Understanding the underlying causes of health disparities and developing effective methods to promote equitable health outcomes is a critical health policy goal. While we have substantial data showing large gaps in care between minority and non-minority patients, we have made little progress in eliminating these gaps. Previous studies indicate that optimal patient experiences with care may improve health outcomes and health status, and that minority patients report worse experiences with outpatient care than white patients. Yet, we have limited data on potential racial and ethnic disparities in patients'experiences in the hospital setting and factors that might explain these gaps. New national policy efforts, which aim to reward or penalize hospitals based on their performance on metrics of patient experience, create a need to understand whether hospitals that disproportionately care for minorities have worse performance and how we might intervene. Our work will examine both patient and hospital-level factors to better understand within and between hospital differences in patients'experiences and provide critically important data for interventions to promote equitable care. We propose to use patient-level data on patient experiences with hospital care from the HCAHPS database to examine four aims. We begin by examining whether there are racial or ethnic differences in care overall. We then examine the degree to which disparities in experience are due to "within" hospital differences, "between" hospital differences, or both.

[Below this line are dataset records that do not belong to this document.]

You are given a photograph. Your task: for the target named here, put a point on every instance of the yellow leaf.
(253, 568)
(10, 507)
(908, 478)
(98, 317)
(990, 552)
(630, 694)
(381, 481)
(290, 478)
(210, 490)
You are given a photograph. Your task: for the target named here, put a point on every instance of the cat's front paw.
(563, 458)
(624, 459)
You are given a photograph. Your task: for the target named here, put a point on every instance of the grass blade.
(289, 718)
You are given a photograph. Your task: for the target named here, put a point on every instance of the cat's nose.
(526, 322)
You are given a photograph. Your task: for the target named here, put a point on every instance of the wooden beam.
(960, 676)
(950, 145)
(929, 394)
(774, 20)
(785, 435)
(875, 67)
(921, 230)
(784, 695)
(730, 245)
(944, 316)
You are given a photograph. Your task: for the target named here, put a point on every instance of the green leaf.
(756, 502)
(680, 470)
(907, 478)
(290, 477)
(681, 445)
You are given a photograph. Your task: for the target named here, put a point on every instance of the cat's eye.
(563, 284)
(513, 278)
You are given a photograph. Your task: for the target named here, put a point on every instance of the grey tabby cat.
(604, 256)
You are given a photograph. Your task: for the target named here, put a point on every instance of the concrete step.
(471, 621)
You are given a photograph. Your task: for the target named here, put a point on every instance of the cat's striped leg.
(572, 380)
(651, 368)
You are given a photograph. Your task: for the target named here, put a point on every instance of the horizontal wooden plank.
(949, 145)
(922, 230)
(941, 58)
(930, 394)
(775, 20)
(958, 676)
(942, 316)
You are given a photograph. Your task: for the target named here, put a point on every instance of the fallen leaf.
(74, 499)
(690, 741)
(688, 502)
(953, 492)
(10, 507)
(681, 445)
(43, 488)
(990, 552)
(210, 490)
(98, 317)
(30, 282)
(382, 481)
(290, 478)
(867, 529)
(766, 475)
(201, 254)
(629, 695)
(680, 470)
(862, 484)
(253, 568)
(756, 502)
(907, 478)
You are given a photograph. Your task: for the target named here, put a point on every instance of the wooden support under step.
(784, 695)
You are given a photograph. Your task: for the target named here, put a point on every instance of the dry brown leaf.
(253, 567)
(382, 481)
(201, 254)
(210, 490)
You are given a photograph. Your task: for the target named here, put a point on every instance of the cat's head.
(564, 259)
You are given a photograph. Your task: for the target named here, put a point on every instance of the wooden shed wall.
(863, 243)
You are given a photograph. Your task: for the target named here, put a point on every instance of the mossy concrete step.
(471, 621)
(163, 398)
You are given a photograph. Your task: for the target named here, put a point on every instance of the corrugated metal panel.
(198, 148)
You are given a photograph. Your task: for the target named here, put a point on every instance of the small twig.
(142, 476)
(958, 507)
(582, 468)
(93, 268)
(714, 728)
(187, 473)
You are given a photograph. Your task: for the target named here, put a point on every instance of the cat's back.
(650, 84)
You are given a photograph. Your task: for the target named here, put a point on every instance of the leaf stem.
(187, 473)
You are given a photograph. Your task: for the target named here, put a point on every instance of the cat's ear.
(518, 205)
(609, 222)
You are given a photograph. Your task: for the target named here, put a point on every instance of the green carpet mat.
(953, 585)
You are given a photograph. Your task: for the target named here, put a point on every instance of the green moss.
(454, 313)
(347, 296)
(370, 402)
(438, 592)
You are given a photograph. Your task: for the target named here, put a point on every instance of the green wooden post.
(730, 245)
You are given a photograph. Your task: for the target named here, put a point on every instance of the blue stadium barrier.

Our second aim will be to examine factors that explain or modify disparities within hospitals. Third, we will examine if the proportion of minority patients in a hospital is associated with hospital performance on patient experience metrics, and whether leadership's commitment to patient experience, financial health, and nurse staffing levels explain the relationship between proportion of minorities and patient experience. Finally, we will determine the role of these factors in improving patient experience over time. Our work will paint a national portrait of experiences of black, Hispanic, and white Americans in U.S. hospitals and provide timely data to ensure that national policies to improve care do not worsen disparities. We will quantify the degree to which disparities exist and whether they affect certain subgroups more than others. For example, if disparities in experience are most pronounced among the elderly or among hospitals with a large proportion of minority patients, these findings will provide targets for interventions. The analysis on institutional mediators should provide useful guidance about what interventions will most effectively reduce disparities in patient experience. Finally, our longitudinal analysis on how minority-serving hospitals improve over time will provide key insights about where to place future efforts to promote equitable, patient-centered care among all Americans.
Ensuring optimal patient experience, a centerpiece of delivering high quality care, is now an integral part of a major national policy effort to reward hospitals based on performance. Unfortunately, we lack empirical data to help policymakers and clinical leaders improve minorities'experiences and ensure equitable delivery of care. Our study, which aims to determine whether racial and ethnic minorities have worse experiences with hospital care than non-minorities and whether key factors explain racial and ethnic differences in patient experience, will provide important and actionable information to ensure that national policy efforts to improve hospital care promote equity as well as quality.